8 April

Buddha's Birthday in Japan

Lotus Espresso

So we are drinking a...

Lotus Espresso

In most of Asia, Buddha's birthday, like Christmas, is a movable feast, depending which type of Buddhism and lunar calendar you follow – but the organised Japanese, who use the standard Western calendar, have set 8th April as the date for his birthday, year-in, year-out.

At Hana-Matsuri, or Flower Festival, the Japanese decorate shrines with flowers to commemorate the birth of Siddhartha Gautama, the man who would later become the Buddha in an orchard of blossoming trees more than two thousand years ago. Baby Buddhas are placed in the shrines and, to symbolise the nectar with which the original Buddha was sprinkled, worshippers sprinkle the baby with sweet tea.
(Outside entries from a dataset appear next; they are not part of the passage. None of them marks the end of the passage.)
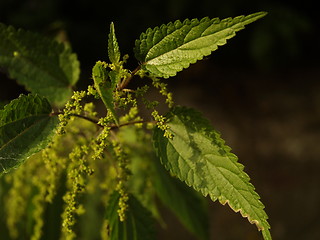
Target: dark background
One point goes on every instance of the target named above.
(261, 91)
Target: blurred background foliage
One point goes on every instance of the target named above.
(261, 91)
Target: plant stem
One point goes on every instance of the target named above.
(95, 121)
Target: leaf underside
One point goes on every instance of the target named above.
(198, 156)
(26, 127)
(42, 65)
(187, 204)
(137, 225)
(168, 49)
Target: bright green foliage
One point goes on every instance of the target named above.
(101, 171)
(168, 49)
(113, 47)
(184, 202)
(138, 224)
(26, 127)
(198, 156)
(42, 65)
(104, 86)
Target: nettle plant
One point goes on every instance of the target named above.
(69, 171)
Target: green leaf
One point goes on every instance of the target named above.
(138, 224)
(26, 127)
(105, 87)
(113, 47)
(183, 201)
(198, 156)
(42, 65)
(170, 48)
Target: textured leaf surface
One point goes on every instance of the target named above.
(188, 205)
(26, 127)
(104, 86)
(138, 224)
(168, 49)
(113, 47)
(42, 65)
(198, 156)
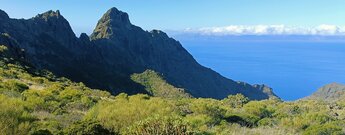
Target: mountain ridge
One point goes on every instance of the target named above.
(330, 92)
(114, 51)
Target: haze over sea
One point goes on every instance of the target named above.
(293, 68)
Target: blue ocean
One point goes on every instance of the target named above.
(294, 69)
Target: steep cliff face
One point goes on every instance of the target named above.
(330, 92)
(115, 51)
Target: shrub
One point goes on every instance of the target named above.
(87, 128)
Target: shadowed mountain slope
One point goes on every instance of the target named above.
(115, 50)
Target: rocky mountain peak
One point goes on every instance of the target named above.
(159, 33)
(113, 22)
(330, 92)
(50, 14)
(3, 15)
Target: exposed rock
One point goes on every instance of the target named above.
(330, 92)
(115, 51)
(266, 89)
(3, 15)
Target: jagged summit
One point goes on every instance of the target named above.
(330, 92)
(158, 33)
(112, 23)
(116, 50)
(3, 15)
(49, 14)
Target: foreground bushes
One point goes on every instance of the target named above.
(42, 104)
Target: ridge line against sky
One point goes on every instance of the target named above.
(199, 15)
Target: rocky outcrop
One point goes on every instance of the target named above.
(330, 92)
(116, 50)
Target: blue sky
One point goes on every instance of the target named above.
(181, 14)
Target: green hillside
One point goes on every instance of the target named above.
(36, 102)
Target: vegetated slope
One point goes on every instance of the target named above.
(36, 102)
(157, 86)
(330, 92)
(115, 51)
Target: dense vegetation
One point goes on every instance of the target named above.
(38, 103)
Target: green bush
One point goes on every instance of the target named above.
(87, 128)
(324, 129)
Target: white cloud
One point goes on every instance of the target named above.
(269, 30)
We are not Buddhists, and we're certainly not pure. But we do enjoy a Lotus Espresso, which we discovered at - where else? -- Lotus in Sydney. It has a bittersweet complexity that inspires meditation.

We are also celebrating Picasso

This day in 1973, Pablo Picasso, probably the most influential artist of the 20th century, died in his French chateau, aged 91, leaving a fortune worth over $50 million. Co-creator of the movement known as Cubism, which splits objects into geometric shapes viewed from multiple perspectives, Picasso spent his life experimenting. Yet he was also a supremely talented classical artist - he could draw perfectly.

Over his lifetime, Picasso produced more than 6,000 paintings, though he'd sell no more than 40 a year to avoid glutting the market. After he rose to fame, he would produce simple drawings and sign them as a way of virtually printing money: today there are more than 25,000 Picasso works in existence. A doctor once advised Picasso that he should ensure "plenty of sex and red wine", a maxim the artist lived by: he had eight long-term relationships and hundreds of casual affairs over his lifetime. We are toasting the great man with a Picador, an aptly named forerunner of the Margarita.

Today is also the anniversary of Kurt Cobain's body being discovered

On this day in 1994, an electrician discovered the body of one of the decade's biggest stars, Kurt Cobain, at his home in Seattle, USA. He had joined the 27 Club three days before, after running out on rehab for longstanding heroin addiction.

With Nirvana, Cobain had headlined the grunge movement and gone from an obscure indie artist to a stadium-filling rock star - which hadn't resolved his issues with depression, or addiction. Despite the fact that he'd left a note before sticking a shotgun in his mouth, some internet conspiracists continue to insist that he was wiped out by a hitman hired by his then-wife, Courtney Love, or parties unknown.

Twenty plus years on, Cobain's music continues to move, and his face is still iconic. We're toasting a great but tormented artist with a Rock 'n' Rye.